The CPAN gate verifies the distribution tarball and git index exclude temporary
runtime probes, generated workspaces, coverage output, planning artifacts, and
other non-release files.

Completion rule:

- `release-gate` alone is not enough
- `cpan-gate` alone is not enough
- `git-gate` alone is not enough
- after code, doc, or metadata edits, rerun the affected gates
- "all gates" means the full closure sequence from TDD through git gate
- `make all-gates` is only the convenience replay target for the final
  committed-tree verification set
- treat the change set as complete only when the full gate chain has closed and
  the committed tree passes git gate

Release flow rule:

- bump the version before `dzil build`, for example with
  `make cpan-bump-version VERSION=<next-version>` or `make cpan-auto-bump`.
- after the bump, update `Changes` with a meaningful top entry for that version
  and commit the release-preparation changes.
- `make cpan-dist` and `make cpan-build` then run `version-gate`,
  `changes-gate`, and `doc-gate` without mutating tracked source files.
- `README.md` and `lib/PAX.pm` must satisfy the documentation gate before the
  tarball is built.

## FAQ

### Is PAX only for one specific project?

No. PAX uses DD and other applications as validation corpora, but core compiler
and runtime logic are expected to stay neutral and reusable.

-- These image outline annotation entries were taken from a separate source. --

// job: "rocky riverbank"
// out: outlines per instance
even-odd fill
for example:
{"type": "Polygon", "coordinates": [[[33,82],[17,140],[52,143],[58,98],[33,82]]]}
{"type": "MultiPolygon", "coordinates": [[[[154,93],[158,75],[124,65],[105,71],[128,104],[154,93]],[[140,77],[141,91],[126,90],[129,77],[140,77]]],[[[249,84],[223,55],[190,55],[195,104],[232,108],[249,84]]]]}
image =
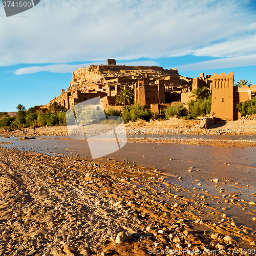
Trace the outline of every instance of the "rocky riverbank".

### Does PAX guarantee Rust-like speed for all Perl code?

No. The target is to package the whole application correctly and accelerate hot
paths that PAX can prove are safe to specialize. Dynamic regions still use
fallback execution.

### Does `pax run` require a separate app server?

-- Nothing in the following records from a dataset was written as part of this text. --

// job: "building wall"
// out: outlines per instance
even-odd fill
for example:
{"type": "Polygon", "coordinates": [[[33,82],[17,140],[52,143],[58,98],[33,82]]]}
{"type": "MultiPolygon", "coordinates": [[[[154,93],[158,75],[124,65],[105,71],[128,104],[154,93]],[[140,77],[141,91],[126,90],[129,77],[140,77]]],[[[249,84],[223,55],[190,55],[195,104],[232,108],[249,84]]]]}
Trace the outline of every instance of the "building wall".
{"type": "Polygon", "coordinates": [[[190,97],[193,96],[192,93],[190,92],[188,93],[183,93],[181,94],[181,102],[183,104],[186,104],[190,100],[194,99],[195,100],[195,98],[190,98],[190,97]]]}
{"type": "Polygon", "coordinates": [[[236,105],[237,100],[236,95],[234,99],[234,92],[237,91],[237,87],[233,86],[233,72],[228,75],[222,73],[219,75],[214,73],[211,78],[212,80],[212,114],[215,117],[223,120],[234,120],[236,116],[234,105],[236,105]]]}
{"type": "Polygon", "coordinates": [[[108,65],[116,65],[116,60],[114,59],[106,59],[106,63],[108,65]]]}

No. Under SOW-03, `pax run` builds the standalone executable and then runs that
binary directly.

### Can PAX build web applications with embedded static assets?

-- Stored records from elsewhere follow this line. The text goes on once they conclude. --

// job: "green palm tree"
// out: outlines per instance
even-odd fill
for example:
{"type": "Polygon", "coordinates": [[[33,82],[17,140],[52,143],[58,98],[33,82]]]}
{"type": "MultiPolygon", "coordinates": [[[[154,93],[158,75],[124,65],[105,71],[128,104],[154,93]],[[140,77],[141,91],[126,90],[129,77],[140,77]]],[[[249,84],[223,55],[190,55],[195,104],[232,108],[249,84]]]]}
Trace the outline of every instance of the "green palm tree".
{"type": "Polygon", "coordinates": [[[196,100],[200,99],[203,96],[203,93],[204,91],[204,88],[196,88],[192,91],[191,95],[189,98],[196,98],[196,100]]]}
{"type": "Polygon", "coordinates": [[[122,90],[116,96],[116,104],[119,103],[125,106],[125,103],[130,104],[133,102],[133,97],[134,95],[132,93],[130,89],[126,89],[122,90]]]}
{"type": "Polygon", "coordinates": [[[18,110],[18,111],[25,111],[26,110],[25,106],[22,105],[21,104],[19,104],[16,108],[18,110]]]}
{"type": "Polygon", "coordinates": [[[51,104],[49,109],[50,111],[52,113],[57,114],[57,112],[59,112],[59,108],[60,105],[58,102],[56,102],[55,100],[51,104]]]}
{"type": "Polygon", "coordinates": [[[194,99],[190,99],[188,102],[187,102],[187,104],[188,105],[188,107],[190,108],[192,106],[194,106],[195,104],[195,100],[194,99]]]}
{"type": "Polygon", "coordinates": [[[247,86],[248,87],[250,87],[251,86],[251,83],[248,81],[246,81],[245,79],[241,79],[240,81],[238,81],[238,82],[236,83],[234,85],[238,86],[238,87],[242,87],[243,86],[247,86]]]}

Yes. The validated packaging path includes templates, CSS, JavaScript, and
framework code embedded into one standalone executable.

## Repository Map

- `bin/pax`: public command entrypoint.
- `lib/PAX/`: compiler, packager, loader, runtime, and validation modules.
- `t/`: unit, behavior, and acceptance tests.
- `examples/`: neutral examples used to validate packaging behavior.
- `paxfile.yml`: neutral example build manifest.

## Documentation Rule

PAX documentation follows the DD-style parity rule recorded in
`docs/pax-doc-parity.md`: document the product as both an operator manual and a
main architecture reference, not just as a command list.

## Contributor Rules

- Keep PAX project-neutral.
- Turn project-specific lessons into reusable compiler/runtime rules.
- Keep `README.md` and `lib/PAX.pm` aligned.
- Update POD and tests with behavior changes.
- Run the gates before treating a release build as complete.